The little skulls look great. Painted nicely, too.


----------



## [email protected] (Aug 25, 2012)

Wow, great job. I keep my expectations low when people start describing how cheap a particular prop is. In this case, there's nothing cheap looking about it. I've never made anything from a mold so I'd be curious to hear more about how you made those great finials.


----------



## heresjohnny (Feb 15, 2006)

Thanks!



[email protected] said:


> Wow, great job. I keep my expectations low when people start describing how cheap a particular prop is. In this case, there's nothing cheap looking about it. I've never made anything from a mold so I'd be curious to hear more about how you made those great finials.
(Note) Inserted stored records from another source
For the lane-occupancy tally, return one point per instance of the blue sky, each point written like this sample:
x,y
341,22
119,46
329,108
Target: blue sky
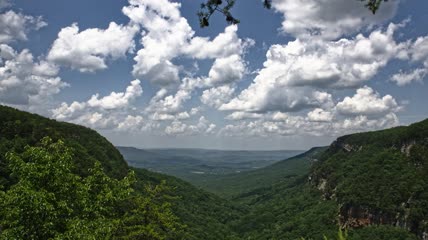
x,y
143,73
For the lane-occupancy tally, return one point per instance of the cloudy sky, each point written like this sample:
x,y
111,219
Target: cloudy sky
x,y
143,73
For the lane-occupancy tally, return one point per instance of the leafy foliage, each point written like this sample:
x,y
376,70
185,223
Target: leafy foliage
x,y
50,201
224,7
154,206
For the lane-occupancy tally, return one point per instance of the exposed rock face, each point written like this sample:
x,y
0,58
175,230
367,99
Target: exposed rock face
x,y
359,216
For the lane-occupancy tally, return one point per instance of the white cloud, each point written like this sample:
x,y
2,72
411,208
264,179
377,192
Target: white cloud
x,y
15,26
243,115
266,97
109,112
117,100
292,71
404,78
320,115
203,126
215,97
24,81
226,70
418,53
131,123
364,123
168,36
4,3
367,102
88,50
329,19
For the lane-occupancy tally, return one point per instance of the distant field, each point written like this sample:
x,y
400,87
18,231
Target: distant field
x,y
196,165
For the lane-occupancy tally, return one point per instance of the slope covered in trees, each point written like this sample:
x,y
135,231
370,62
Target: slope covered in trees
x,y
74,158
374,184
233,185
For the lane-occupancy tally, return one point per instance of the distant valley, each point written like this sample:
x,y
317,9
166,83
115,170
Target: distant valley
x,y
196,165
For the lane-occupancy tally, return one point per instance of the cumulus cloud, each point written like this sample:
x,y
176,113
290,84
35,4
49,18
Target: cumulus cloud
x,y
108,112
367,102
117,100
329,19
168,36
226,70
265,97
320,115
24,81
15,26
203,126
131,123
418,53
88,50
292,71
4,3
404,78
215,97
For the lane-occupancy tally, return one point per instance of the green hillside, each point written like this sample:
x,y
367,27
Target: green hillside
x,y
201,165
75,185
282,172
204,215
373,184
Details on making the finales are in this thread http://www.hauntforum.com/showthread.php?t=34076&page=2

Here are some pictures of the fence, put it up today.


----------



## ryschwith (Oct 27, 2014)

Silly tool-noob question: how did you cut the square holes in the rails?


----------



## Headless (Sep 4, 2011)

Love!


----------



## The_Caretaker (Mar 6, 2007)

They way I did it was to cut notches in the board using a dado blade then nailed on a piece of lumber. You can see my cemetery build in my flickr account


----------



## Grimm Pickins (Nov 4, 2013)

Very very cool!


----------



## heresjohnny (Feb 15, 2006)

ryschwith said:


> Silly tool-noob question: how did you cut the square holes in the rails?


First I drilled holes using a drill bit a little bigger than width of the square pickets. Then I used a jig saw to cut the corners out, I.e. to turn the round holes into square holes. I kept a picket handy to check the holes as I cut them. Not very precise, but good enough for Halloween cemetary fence. And it did not take that long.


----------



## ryschwith (Oct 27, 2014)

heresjohnny said:


> First I drilled holes using a drill bit a little bigger than width of the square pickets. Then I used a jig saw to cut the corners out, I.e. to turn the round holes into square holes. I kept a picket handy to check the holes as I cut them. Not very precise, but good enough for Halloween cemetary fence. And it did not take that long.


Ah, that makes a lot of sense, thanks. Hoping to start building these in January (too much going on with the holidays right now).


----------



## heresjohnny (Feb 15, 2006)

I am building additional fence this year, its worth noting the molds for the skull head finales still work great a year later.


----------



## hfed (Oct 13, 2015)

wow, really cool! I need to up my fence game after seeing these!


----------



## Iniquity (Oct 13, 2015)

Your post just inspired me. Thanks!


----------